Jon Rahm, in another rules situation, avoids penalty at British Open

Getty Images

Jon Rahm, in another rules situation, avoids penalty at British Open

PGA Tour

Jon Rahm, in another rules situation, avoids penalty at British Open

SOUTHPORT, England – Jon Rahm found himself in the middle of another rules situation Thursday at the British Open. But again, no penalty was assessed.

Rahm was walking up to his ball before his second shot at the par-5 17th hole during his opening round at Royal Birkdale when he saw a 3-foot-long thorny vine, or reed, near his ball. Thinking the reed was dead, he pulled the reed away; a reflex move, Rahm called it. That’s when playing competitor Lee Westwood stepped in.

“I got there and I thought it was a loose impediment because it looked dead, so I just moved it to the side,” Rahm explained. “And that’s when Lee came and he realized it was attached.”

A rules official was called over and Rahm was asked whether it improved his lie or not. If it did, he would be subject to a two-shot penalty under Rule 13-2. Rahm was adamant that it did not improve his lie.

“It was just over an inch right of my ball,” Rahm said. “It was not on my line and it would not have affected my swing unless I were to hit a 50-yard slice.”

The official did not clear Rahm immediately. Instead, Rahm was tentatively assessed the two-shot penalty. He would finish his round, and then a final decision would be made in scoring.

With the two shots added, Rahm went on to make double bogey on 17, though live scoring showed him with a 7 on the hole. When he closed with par at the closing hole, Rahm was listed at 2 over.

But after discussing the matter in the scoring trailer with chief referee David Rickman. R&A officials told Golfweek that Rickman spoke to both players to establish the facts, and because there was no TV evidence, he had to rely on the testimonies of the players.

Rickman decided that the lie had not been improved, and that Rahm gained no advantage while acting in good faith. Rahm was therefore cleared of any wrongdoing, the two-stroke penalty was removed, and Rahm walked away with an opening 1-under 69.

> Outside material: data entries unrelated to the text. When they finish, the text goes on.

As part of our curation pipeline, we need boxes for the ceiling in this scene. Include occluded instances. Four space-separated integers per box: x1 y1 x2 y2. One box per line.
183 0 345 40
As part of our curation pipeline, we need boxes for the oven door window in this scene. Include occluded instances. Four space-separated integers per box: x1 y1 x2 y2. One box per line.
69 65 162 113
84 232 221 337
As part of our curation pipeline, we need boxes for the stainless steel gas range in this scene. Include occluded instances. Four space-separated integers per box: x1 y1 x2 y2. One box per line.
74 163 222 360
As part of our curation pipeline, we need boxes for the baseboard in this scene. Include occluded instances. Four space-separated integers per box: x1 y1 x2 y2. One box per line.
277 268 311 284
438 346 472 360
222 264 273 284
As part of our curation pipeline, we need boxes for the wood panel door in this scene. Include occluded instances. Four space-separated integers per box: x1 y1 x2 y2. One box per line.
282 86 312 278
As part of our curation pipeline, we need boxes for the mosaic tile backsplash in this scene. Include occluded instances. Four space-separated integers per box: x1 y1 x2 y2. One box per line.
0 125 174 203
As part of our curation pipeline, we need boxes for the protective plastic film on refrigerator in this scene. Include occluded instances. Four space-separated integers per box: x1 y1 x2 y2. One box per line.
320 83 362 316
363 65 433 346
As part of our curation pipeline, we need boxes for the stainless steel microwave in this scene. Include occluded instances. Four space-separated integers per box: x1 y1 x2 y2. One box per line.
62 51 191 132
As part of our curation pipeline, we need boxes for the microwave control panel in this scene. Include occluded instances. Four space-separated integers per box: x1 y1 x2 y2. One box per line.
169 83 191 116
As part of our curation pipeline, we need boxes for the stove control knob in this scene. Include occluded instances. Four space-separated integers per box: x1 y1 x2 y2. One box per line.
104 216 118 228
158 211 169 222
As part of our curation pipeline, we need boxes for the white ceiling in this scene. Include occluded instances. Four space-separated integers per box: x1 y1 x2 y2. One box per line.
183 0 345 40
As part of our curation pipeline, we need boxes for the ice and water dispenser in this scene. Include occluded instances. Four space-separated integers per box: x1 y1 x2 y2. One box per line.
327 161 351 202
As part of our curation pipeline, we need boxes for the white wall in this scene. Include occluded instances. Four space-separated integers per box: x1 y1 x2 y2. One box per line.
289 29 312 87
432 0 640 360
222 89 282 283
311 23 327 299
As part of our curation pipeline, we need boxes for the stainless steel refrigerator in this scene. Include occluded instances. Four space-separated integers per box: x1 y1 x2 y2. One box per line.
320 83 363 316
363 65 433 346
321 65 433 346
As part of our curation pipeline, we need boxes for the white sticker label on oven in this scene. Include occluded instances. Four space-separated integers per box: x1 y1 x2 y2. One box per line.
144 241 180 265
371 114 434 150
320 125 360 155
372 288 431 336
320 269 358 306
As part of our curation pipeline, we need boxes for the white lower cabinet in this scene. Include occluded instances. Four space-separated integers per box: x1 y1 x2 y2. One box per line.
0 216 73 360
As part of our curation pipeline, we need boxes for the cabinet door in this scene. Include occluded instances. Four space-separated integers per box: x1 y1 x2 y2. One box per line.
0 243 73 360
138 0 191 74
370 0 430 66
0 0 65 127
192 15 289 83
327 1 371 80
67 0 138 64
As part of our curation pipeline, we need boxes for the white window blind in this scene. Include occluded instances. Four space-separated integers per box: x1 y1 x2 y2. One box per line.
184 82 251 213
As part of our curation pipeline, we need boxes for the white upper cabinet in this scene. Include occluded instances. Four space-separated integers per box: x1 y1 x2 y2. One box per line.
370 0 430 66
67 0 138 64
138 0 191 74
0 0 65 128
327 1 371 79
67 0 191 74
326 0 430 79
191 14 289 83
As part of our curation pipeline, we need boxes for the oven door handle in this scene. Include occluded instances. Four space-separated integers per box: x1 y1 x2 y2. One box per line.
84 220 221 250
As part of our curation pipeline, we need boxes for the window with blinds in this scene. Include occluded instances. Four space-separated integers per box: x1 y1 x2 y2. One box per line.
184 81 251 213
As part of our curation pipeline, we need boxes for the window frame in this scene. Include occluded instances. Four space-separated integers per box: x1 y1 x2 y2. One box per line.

“The discussion was was it an improvement of the lie or not; that’s it,” Rahm said. “I explained my version of what happened. Unfortunately for me I was the only one who saw it; there were no cameras to back me up. That’s what happened and it was never on my lie, it was never on my line, it was never on my swing path, it was not going to bother me in any way.”

Jon Rahm avoided a two-shot penalty Thursday at the British Open. (Getty Images)

The Spaniard was embroiled in a potential penalty situation two weeks ago at the Dubai Duty Free Irish Open. Rahm was several shots in the lead on the 13th hole at Portstewart Golf Club in the final round when a rules official met up with him to talk about how he marked his ball on the sixth green.

On that par 3, Rahm was facing an 18-incher for par, but his ball was directly in front of the mark of playing opponent Daniel Im.

In order to avoid putting his mark on Im’s, Rahm marked his ball to the side before moving it over a putterhead length to get out of Im’s line. When Rahm replaced his ball to putt out, he moved it that putterhead length back but from there appeared to mark the ball in front rather than to the side.

Viewers emailed about a potential infraction and social media blew up about the two-shot penalty that seemed inevitable for violating Rule 20-7c (playing from the wrong place).

But in a controversial decision, officials did not penalize Rahm. The parties felt Rahm had not put the ball back down in front, and that he had used reasonable judgement to put the ball back in the same place as before.

This reasonable judgement standard is a new one implemented following the mis-marking penalty fiasco that cost Lexi Thompson the ANA Inspiration. In the end, Rahm avoided penalty thanks to this standard and won by six.

Rahm said it’s been frustrating to be involved in two rules situations in the span of three weeks. But he isn’t letting it bother him because he knows he has no control over the final decision.

“At the end of the day it’s no my call, honestly,” Rahm said. “I can describe what happened as honestly and truthfully as possible, and as detailed as can happen, and they make the judgment call. it’s up to them. They did say it was a very fine line, but the decision is up to them. I would’ve been fine with whatever. They’re the rules officials; they know the rules better than any of us, and it’s their call. I said the same two weeks ago.”

So while Rahm has to feel good about the 69 he fired Thursday. He likely feels just as good knowing that he was cleared of any wrongdoing.